Docs: Clarify the situation with SELECT. (#13109)

2022-09-17 10:47:57 -07:00 · 2022-09-17 10:47:57 -07:00 · 4b2f1adecf
parent 5745e878ab
commit 4b2f1adecf
3 changed files with 25 additions and 23 deletions
--- a/docs/multi-stage-query/api.md
+++ b/docs/multi-stage-query/api.md
@ -42,15 +42,15 @@ You submit queries to the MSQ task engine using the `POST /druid/v2/sql/task/` e

 #### Request

-Currently, the MSQ task engine ignores the provided values of `resultFormat`, `header`,
-`typesHeader`, and `sqlTypesHeader`. SQL SELECT queries write out their results into the task report (in the `multiStageQuery.payload.results.results` key) formatted as if `resultFormat` is an `array`.
+The SQL task endpoint accepts [SQL requests in the JSON-over-HTTP form](../querying/sql-api.md#request-body) using the
+`query`, `context`, and `parameters` fields, but ignoring the `resultFormat`, `header`, `typesHeader`, and
+`sqlTypesHeader` fields.

-For task queries similar to the [example queries](./examples.md), you need to escape characters such as quotation marks (") if you use something like `curl`. 
-You don't need to escape characters if you use a method that can parse JSON seamlessly, such as Python.
-The Python example in this topic escapes quotation marks although it's not required.
+This endpoint accepts [INSERT](reference.md#insert) and [REPLACE](reference.md#replace) statements.

-The following example is the same query that you submit when you complete [Convert a JSON ingestion
-spec](../tutorials/tutorial-msq-convert-spec.md) where you insert data into a table named `wikipedia`. 
+As an experimental feature, this endpoint also accepts SELECT queries.

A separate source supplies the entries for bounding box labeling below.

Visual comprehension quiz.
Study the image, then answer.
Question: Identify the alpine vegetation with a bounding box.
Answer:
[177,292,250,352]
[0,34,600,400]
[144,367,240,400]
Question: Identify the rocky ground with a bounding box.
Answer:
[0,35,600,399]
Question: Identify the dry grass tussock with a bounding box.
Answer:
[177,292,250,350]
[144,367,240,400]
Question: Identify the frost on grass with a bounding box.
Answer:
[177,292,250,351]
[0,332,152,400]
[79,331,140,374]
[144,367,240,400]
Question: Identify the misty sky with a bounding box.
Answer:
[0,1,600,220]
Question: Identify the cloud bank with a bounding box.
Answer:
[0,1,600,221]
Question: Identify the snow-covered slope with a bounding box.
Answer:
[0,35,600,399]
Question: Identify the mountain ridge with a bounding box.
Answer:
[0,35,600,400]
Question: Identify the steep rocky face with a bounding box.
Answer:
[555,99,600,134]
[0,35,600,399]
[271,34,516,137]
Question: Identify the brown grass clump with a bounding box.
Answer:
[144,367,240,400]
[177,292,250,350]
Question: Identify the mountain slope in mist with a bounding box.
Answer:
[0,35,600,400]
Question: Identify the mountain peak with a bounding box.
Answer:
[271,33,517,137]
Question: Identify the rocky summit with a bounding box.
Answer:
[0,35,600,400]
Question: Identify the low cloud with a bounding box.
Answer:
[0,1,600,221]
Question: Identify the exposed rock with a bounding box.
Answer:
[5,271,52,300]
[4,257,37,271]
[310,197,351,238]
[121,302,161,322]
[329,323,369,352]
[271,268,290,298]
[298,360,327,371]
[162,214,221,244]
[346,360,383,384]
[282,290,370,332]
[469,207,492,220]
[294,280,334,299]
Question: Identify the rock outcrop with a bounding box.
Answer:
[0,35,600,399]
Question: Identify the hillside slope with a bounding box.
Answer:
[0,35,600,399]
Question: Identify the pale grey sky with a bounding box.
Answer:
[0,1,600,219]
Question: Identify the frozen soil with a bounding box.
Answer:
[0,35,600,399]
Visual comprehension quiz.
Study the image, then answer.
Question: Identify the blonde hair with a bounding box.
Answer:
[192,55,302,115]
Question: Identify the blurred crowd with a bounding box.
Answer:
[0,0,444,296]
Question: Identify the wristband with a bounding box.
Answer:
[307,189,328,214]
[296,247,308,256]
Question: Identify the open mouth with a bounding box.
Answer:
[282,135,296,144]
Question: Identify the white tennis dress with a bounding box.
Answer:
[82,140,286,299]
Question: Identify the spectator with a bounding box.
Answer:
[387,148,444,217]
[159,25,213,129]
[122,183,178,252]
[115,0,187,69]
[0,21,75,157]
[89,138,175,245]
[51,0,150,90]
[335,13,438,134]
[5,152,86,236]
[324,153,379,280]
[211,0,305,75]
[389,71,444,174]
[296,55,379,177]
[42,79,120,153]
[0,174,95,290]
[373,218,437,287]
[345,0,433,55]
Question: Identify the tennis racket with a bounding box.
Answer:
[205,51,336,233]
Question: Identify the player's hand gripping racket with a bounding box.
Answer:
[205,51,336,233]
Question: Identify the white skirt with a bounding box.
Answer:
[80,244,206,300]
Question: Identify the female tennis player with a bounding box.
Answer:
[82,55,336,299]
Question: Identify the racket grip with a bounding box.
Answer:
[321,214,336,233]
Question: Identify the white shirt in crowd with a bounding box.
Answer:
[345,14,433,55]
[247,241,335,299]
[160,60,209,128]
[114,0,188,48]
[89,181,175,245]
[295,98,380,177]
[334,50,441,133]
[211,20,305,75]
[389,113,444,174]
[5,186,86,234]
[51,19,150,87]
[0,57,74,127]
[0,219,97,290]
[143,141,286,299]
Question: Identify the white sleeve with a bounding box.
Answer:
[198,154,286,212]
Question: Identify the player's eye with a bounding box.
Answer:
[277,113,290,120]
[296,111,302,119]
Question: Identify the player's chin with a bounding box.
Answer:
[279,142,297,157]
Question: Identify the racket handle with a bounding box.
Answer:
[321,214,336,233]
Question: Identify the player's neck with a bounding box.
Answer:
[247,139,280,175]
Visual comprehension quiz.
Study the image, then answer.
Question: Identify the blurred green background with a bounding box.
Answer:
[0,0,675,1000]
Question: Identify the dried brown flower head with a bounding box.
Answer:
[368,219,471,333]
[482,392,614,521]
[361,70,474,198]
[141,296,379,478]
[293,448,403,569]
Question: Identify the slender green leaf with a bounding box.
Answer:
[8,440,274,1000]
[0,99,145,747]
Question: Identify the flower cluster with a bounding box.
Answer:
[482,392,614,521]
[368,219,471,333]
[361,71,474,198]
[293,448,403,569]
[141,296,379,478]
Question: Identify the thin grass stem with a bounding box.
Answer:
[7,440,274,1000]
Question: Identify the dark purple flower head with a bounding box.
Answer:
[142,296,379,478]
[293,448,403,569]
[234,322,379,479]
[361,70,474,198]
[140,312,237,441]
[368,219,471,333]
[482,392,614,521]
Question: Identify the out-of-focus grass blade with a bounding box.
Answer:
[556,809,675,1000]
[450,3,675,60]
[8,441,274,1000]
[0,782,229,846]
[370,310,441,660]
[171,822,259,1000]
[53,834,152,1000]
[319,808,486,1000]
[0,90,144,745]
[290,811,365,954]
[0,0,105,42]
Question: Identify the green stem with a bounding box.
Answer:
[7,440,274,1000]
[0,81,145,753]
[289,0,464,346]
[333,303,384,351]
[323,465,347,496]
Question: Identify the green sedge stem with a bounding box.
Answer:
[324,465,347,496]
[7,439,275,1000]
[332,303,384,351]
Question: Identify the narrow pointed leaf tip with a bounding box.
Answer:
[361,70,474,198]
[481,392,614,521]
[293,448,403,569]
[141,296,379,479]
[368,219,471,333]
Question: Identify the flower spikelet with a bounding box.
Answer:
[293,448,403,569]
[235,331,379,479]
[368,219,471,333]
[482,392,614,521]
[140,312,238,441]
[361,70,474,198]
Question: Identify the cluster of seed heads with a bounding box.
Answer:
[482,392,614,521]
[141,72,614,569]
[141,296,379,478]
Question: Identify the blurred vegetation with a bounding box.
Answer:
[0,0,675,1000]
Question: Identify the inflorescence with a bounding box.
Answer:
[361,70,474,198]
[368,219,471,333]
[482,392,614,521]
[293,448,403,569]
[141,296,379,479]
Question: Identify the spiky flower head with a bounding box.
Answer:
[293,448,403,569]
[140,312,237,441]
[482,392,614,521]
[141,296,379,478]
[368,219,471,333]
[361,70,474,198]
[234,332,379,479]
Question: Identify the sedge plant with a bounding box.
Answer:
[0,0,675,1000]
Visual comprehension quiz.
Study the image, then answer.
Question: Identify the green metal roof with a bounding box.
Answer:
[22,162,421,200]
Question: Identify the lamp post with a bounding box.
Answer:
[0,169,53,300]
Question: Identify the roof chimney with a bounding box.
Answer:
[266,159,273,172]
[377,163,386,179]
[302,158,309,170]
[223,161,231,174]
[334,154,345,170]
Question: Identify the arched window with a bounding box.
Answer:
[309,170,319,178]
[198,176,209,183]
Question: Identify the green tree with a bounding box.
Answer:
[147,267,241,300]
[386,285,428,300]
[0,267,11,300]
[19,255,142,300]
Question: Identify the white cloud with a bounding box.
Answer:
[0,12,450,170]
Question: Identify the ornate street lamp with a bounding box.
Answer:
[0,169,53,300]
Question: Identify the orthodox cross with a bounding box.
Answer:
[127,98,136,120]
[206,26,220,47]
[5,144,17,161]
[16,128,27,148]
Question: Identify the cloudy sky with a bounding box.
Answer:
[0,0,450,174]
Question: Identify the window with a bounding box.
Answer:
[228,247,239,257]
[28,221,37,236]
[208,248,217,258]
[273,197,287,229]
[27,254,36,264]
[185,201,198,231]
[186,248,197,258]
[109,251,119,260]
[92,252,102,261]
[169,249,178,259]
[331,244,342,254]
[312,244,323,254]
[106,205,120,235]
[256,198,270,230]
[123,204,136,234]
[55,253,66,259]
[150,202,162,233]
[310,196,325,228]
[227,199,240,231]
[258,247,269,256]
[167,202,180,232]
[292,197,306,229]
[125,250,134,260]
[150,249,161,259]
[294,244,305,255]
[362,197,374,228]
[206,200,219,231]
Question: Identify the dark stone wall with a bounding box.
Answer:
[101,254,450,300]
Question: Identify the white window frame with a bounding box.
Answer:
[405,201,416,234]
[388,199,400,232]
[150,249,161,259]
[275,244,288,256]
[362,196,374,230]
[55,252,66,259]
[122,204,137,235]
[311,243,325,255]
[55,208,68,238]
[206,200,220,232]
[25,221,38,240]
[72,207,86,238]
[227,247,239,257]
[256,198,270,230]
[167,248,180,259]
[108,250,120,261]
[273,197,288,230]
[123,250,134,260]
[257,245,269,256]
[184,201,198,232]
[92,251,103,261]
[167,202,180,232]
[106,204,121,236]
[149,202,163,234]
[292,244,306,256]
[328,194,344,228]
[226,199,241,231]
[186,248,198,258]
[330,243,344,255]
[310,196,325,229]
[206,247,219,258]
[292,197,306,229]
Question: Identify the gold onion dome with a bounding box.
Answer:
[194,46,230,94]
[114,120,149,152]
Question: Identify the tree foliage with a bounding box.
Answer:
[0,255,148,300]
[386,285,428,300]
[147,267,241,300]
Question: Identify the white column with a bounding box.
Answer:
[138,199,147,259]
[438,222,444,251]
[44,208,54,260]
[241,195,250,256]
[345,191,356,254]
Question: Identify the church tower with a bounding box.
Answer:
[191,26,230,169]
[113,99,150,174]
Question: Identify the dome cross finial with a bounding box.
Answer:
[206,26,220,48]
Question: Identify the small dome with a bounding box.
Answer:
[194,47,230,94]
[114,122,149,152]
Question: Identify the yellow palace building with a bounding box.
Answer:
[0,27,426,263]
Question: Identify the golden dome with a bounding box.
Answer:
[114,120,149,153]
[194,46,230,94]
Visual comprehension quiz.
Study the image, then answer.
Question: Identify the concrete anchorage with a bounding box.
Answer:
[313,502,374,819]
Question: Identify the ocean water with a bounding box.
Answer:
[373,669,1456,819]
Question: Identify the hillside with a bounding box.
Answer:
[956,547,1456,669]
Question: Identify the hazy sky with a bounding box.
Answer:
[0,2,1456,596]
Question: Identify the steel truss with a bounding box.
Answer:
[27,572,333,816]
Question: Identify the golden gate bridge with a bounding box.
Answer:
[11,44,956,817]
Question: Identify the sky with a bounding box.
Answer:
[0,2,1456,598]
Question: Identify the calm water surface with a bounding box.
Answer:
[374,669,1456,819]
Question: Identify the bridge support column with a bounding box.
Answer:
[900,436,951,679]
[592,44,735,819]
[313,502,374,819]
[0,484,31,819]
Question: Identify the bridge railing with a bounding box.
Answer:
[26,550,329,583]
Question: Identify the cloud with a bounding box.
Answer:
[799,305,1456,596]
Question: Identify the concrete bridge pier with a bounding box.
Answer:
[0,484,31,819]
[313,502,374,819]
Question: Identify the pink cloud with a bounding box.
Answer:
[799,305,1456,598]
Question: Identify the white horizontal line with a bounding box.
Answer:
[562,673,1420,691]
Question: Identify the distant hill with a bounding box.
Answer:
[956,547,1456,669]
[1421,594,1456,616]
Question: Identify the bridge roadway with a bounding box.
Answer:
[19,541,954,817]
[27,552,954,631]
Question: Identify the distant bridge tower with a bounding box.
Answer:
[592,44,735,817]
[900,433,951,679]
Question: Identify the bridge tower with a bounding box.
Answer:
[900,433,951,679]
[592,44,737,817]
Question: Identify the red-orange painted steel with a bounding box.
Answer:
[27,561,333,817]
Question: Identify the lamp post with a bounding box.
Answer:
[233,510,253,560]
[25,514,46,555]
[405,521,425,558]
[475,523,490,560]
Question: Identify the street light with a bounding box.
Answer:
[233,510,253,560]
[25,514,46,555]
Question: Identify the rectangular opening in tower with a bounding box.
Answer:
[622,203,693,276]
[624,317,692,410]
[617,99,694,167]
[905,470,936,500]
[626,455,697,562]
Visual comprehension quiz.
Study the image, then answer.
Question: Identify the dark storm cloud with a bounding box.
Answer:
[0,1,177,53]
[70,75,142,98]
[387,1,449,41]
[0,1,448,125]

SELECT query results are collected from workers
+by the controller, and written into the [task report](#get-the-report-for-a-query-task) as an array of arrays. The
+behavior and result format of plain SELECT queries (without INSERT or REPLACE) is subject to change.

 <!--DOCUSAURUS_CODE_TABS-->

@ -199,9 +199,12 @@ A report provides detailed information about a query task, including things like

 Keep the following in mind when using the task API to view reports:

- For SELECT queries, the report includes the results. At this time, if you want to view results for SELECT queries, you need to retrieve them as a generic map from the report and extract the results.
- The task report stores query details for controller tasks.
- If you encounter `500 Server Error` or `404 Not Found` errors, the task may be in the process of starting up or shutting down.
+- The task report for an entire job is associated with the `query_controller` task. The `query_worker` tasks do not have
+  their own reports; their information is incorporated into the controller report.
+- The task report API may report `404 Not Found` temporarily while the task is in the process of starting up.
+- As an experimental feature, the SQL task engine supports running SELECT queries. SELECT query results are written into
+the `multiStageQuery.payload.results.results` task report key as an array of arrays. The behavior and result format of plain
+SELECT queries (without INSERT or REPLACE) is subject to change.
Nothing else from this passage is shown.